Ariadne Araújo é jornalista. Começou a carreira em rádio e televisão e foi repórter especial no O POVO. Vencedora de vários prêmios Esso, é autora do livro Bárbara de Alencar, da Fundação Demócrito Rocha, e coautora do Soldados da Borracha, os Heróis Esquecidos (Ed. Escrituras). Para além da forte conexão com o Ceará de nascença, ela traz na bagagem também a experiência de vida em dois países de adoção, a Bélgica, onde pós-graduou-se e morou 8 anos, e Portugal, onde atualmente estuda e reside.
Ah, Brasília, tão bela, tão verde, mas feita para carros. Em Lisboa, meninos e meninas andam sozinhos nas calçadas. Parece até um sonho, para um brasileiro. Mas os participantes do Colóquio Internacional para a Reapropriação das Cidades querem muito mais. Querem dizer de novo aos filhos: "vai, menino, brincar lá fora"
Foto: FÁBIO LIMA
Imagem ilustrativa de apoio. ParaTodosVerem: criança de costas brinca em um brinquedo giratório em um parquinho com piso emborrachado colorido. Ela usa camiseta preta, bermuda clara estampada e chinelos azuis
O sonho de vermos filhos e sobrinhos pequenos nos espaços públicos das cidades grandes, à pé ou no transporte público, nos parques ou nas ruas, sem a proteção ou vigilância de um adulto. No Brasil, essa pequena liberdade de ir e vir em segurança — aprendizado absolutamente importante para os jovens cidadãos —, parece ainda muito longe. Razão de muitas famílias migraram para a Europa, em busca dessa experiência de autonomia para os filhos, desde cedo.
Vindo agora de uma estadia em Brasília, onde meninos e meninas transformaram-se em “gatos de apartamentos”, com saídas em turmas em shoppings ou restaurantes — posso entender perfeitamente o sentimento destes pais.
Cresci em um tempo em que minha mãe, cansada da gritaria cheia de energia dos filhos dentro de casa, gritava: “vão brincar lá fora”. E nós percorríamos a rua, atrás de bolas e arraias, em bandos, até os limites do bairro. Tudo aquilo era nosso terreno de jogos. Mas as crianças de hoje perderam a rua. A rua é dos carros e de todos os perigos.
Na Eslováquia, um grupo de urbanistas, arquitetos, sociólogos, educadores, reuniram-se para pensar nisso: como tornar as cidades mais adaptadas aos pequenos?
Para brincadeiras no espaço público, para irem e virem nos transportes públicos ou a pé, em contato com a natureza e em segurança. Ou seja, não adaptar a criança ao espaço das cidades, mas ao contrário: ter menos carros nas ruas, mais pistas de bicicleta, mais aulas no exterior das escolas.

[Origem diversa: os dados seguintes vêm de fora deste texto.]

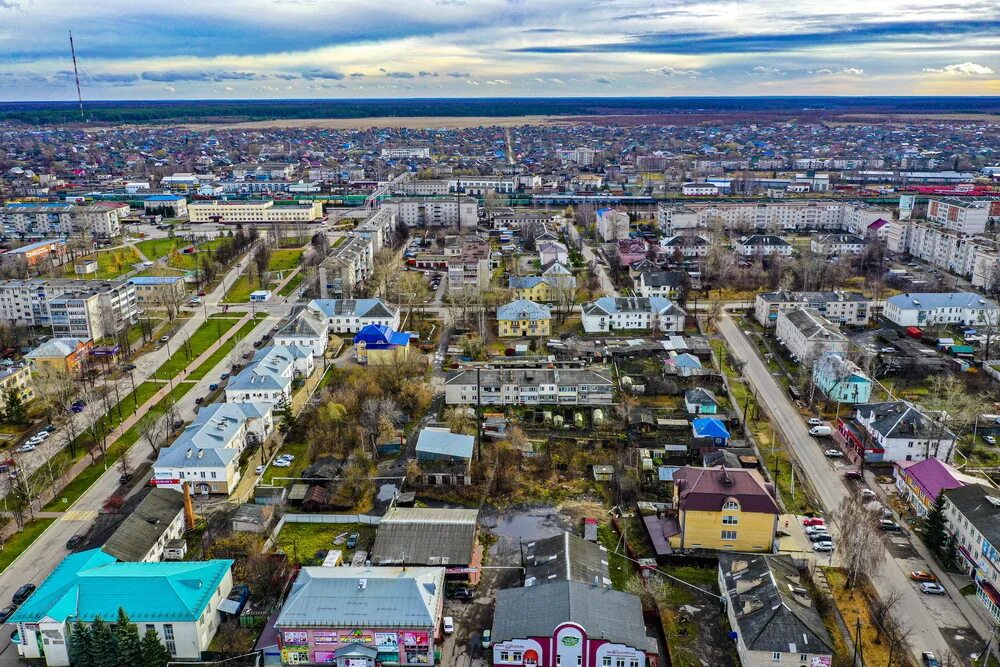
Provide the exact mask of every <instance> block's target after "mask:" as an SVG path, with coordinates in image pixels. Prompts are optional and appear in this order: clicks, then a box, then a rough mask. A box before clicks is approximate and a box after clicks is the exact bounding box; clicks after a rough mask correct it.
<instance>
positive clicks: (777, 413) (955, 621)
mask: <svg viewBox="0 0 1000 667" xmlns="http://www.w3.org/2000/svg"><path fill="white" fill-rule="evenodd" d="M719 331H720V333H721V334H722V335H723V337H724V338H725V339H726V342H727V343H728V345H729V349H730V350H731V351H732V353H733V354H734V355H735V357H736V358H737V359H739V360H740V361H743V362H746V365H745V366H744V370H743V374H744V375H745V376H746V377H747V378H748V379H749V381H750V383H751V384H752V385H753V386H754V387H755V388H756V389H757V392H758V394H759V396H760V400H761V402H762V403H763V404H764V405H766V406H767V408H768V410H769V411H770V413H771V415H772V416H773V419H774V421H775V423H776V425H777V426H778V428H779V429H780V430H781V432H782V433H783V434H784V436H785V439H786V441H787V442H789V443H790V445H791V448H792V449H793V450H794V453H795V457H796V459H798V461H799V463H800V465H801V466H802V468H803V469H804V471H805V473H806V475H808V477H809V481H810V482H811V483H812V485H813V488H814V489H815V490H816V493H817V494H818V495H819V500H820V502H821V503H822V504H823V506H824V507H825V508H826V510H827V511H828V512H830V511H833V510H835V509H837V508H838V507H839V506H840V503H841V501H842V500H843V499H844V497H845V496H846V495H847V487H846V486H845V485H844V482H843V479H842V478H841V477H840V476H839V475H837V474H836V473H834V472H833V471H832V470H831V469H830V466H829V464H828V463H827V461H826V458H825V457H824V456H823V449H822V447H819V446H817V444H816V442H815V440H814V439H813V438H812V437H811V436H810V435H809V432H808V430H807V428H806V425H805V422H804V421H803V420H802V416H801V415H800V414H799V411H798V410H797V409H796V408H795V407H794V406H793V405H792V404H791V403H790V402H789V400H788V399H787V397H786V396H785V392H784V391H783V390H782V388H781V386H780V385H778V383H777V382H775V380H774V378H773V377H772V376H771V373H770V371H768V369H767V367H766V366H765V365H764V362H763V361H761V359H760V357H759V356H758V355H757V352H756V350H754V349H753V348H752V347H751V345H750V343H749V342H748V341H747V340H746V338H745V337H744V336H743V333H742V332H741V331H740V329H739V327H738V326H737V325H736V324H735V323H734V322H733V321H732V319H730V317H729V316H728V315H726V316H723V317H721V318H720V319H719ZM875 584H876V587H877V588H878V589H879V591H880V592H885V591H888V590H890V589H896V590H899V591H902V594H903V598H902V600H901V602H900V605H899V612H898V613H899V614H901V616H902V620H903V621H904V622H905V623H906V624H908V625H909V626H910V627H912V628H913V632H912V633H911V635H910V646H911V648H912V650H913V654H914V657H915V659H916V660H917V661H918V662H919V661H920V657H921V656H920V654H921V652H923V651H934V652H935V653H936V654H938V655H946V654H948V653H949V652H950V648H949V645H948V642H947V641H946V640H945V637H944V635H943V634H942V632H941V629H940V627H939V625H941V626H945V627H948V626H961V625H967V621H966V619H965V617H964V616H963V615H962V613H961V611H960V610H959V608H958V607H957V606H956V605H955V603H954V601H952V600H951V599H950V598H948V601H947V604H945V602H944V600H942V599H940V598H938V599H935V600H934V601H933V604H930V603H929V601H928V600H925V599H924V598H925V597H926V596H923V595H921V594H920V593H918V592H917V590H916V588H915V586H914V585H913V584H912V583H911V582H910V580H909V577H908V576H907V573H904V571H903V570H902V569H901V567H900V565H899V564H898V563H897V562H896V561H895V560H893V559H892V558H891V556H890V557H889V558H888V559H887V560H886V561H885V564H884V565H883V566H882V568H881V571H880V572H879V574H878V576H877V577H876V580H875ZM930 607H933V610H932V609H931V608H930Z"/></svg>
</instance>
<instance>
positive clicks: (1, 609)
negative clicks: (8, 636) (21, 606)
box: [0, 604, 17, 623]
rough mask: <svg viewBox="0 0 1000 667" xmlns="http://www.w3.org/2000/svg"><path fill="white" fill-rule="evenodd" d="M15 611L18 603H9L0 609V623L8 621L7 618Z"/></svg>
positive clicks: (7, 618)
mask: <svg viewBox="0 0 1000 667" xmlns="http://www.w3.org/2000/svg"><path fill="white" fill-rule="evenodd" d="M15 611H17V605H16V604H9V605H7V606H6V607H4V608H3V609H0V623H6V622H7V619H8V618H10V617H11V616H13V615H14V612H15Z"/></svg>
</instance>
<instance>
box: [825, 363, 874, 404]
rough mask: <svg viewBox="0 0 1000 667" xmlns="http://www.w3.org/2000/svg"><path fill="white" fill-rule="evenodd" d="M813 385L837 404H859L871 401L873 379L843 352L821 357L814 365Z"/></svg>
mask: <svg viewBox="0 0 1000 667" xmlns="http://www.w3.org/2000/svg"><path fill="white" fill-rule="evenodd" d="M813 383H815V385H816V387H817V388H819V390H820V391H822V392H823V394H824V395H826V397H827V398H828V399H830V400H831V401H836V402H837V403H854V404H857V403H867V402H868V401H870V400H871V395H872V384H873V383H872V380H871V378H870V377H868V376H867V375H866V374H865V373H864V372H863V371H862V370H861V369H860V368H858V365H857V364H855V363H854V362H853V361H851V360H850V359H847V358H846V357H845V356H844V354H843V353H841V352H827V353H826V354H822V355H820V357H819V359H817V360H816V363H814V364H813Z"/></svg>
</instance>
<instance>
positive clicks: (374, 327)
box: [354, 324, 412, 366]
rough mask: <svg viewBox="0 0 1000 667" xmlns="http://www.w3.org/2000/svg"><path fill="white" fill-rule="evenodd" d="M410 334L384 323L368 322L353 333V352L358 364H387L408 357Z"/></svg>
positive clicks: (408, 355) (411, 338)
mask: <svg viewBox="0 0 1000 667" xmlns="http://www.w3.org/2000/svg"><path fill="white" fill-rule="evenodd" d="M411 339H412V337H411V335H410V334H408V333H404V332H401V331H394V330H393V329H390V328H389V327H387V326H386V325H384V324H369V325H366V326H364V327H362V328H361V331H359V332H358V333H356V334H355V335H354V354H355V357H356V359H357V361H358V363H359V364H362V365H366V366H387V365H392V364H397V363H400V362H401V361H403V360H404V359H406V358H407V357H409V355H410V342H411Z"/></svg>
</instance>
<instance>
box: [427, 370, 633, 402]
mask: <svg viewBox="0 0 1000 667" xmlns="http://www.w3.org/2000/svg"><path fill="white" fill-rule="evenodd" d="M613 391H614V387H613V385H612V382H611V377H610V375H607V374H603V373H600V372H597V371H593V370H589V369H569V368H485V369H467V370H458V371H452V372H450V373H449V374H448V379H447V380H446V381H445V387H444V400H445V403H446V404H447V405H475V404H476V403H477V402H478V403H480V404H481V405H595V406H598V405H611V402H612V397H613Z"/></svg>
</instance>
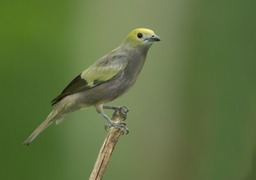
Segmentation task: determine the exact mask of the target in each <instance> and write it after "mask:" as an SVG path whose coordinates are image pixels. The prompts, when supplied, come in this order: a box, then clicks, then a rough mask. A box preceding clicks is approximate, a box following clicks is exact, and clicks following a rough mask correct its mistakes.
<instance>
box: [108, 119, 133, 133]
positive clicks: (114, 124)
mask: <svg viewBox="0 0 256 180" xmlns="http://www.w3.org/2000/svg"><path fill="white" fill-rule="evenodd" d="M111 127H114V128H117V129H120V130H121V131H122V135H126V134H129V129H128V128H127V127H126V123H125V122H115V121H111V122H109V123H108V124H106V125H105V130H106V131H109V129H110V128H111Z"/></svg>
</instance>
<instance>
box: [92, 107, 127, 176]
mask: <svg viewBox="0 0 256 180" xmlns="http://www.w3.org/2000/svg"><path fill="white" fill-rule="evenodd" d="M127 113H128V108H127V107H125V106H123V107H120V108H118V109H116V110H115V112H114V113H113V115H112V120H114V121H116V122H123V120H124V119H125V118H126V114H127ZM122 133H123V131H122V130H121V129H117V128H114V127H110V129H109V131H108V133H107V136H106V138H105V140H104V142H103V144H102V147H101V149H100V152H99V155H98V158H97V160H96V162H95V165H94V168H93V170H92V173H91V176H90V178H89V180H101V179H102V178H103V175H104V172H105V170H106V167H107V165H108V162H109V160H110V157H111V154H112V152H113V151H114V148H115V146H116V143H117V141H118V140H119V137H120V136H121V135H122Z"/></svg>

Há já algum esforço para se voltar a este tempo. Para se tirar a criançada de dentro dos apartamentos, de uma vida trancada e vigiada e, cada vez mais, sedentária. Além de pouco comunitária.
As chamadas “ruas de colégio”, por exemplo, começam a aparecer em força nas grandes cidades, como Londres. Ruas bloqueadas para carros, mesmo nas horas de aula. O que implica em menos estresse e mais tranquilidade na chegada e na saída. Há, no entanto, quem pense em ir mais longe.
Por exemplo, abrir os recreios para os espaços das ruas. Na Suíça, os engenheiros urbanos medem a altura das placas de sinalização, nos locais de maior passagem de crianças, para a altura de um metro e vinte, em média, o que equivale a uns nove anos de idade. Na Bélgica, artistas fazem arte de rua em lugares ao alcance da vista das crianças.
A ideia geral é tirá-los de dentro de casa, ensinar-lhes o gosto perdido de serem os donos das ruas. Logo cedo mostrar-lhes que a cidade é espaço de cidadania, de afetos, de memórias e de partilha. Não apenas um simples nome do lugar de nascimento, no dever de casa.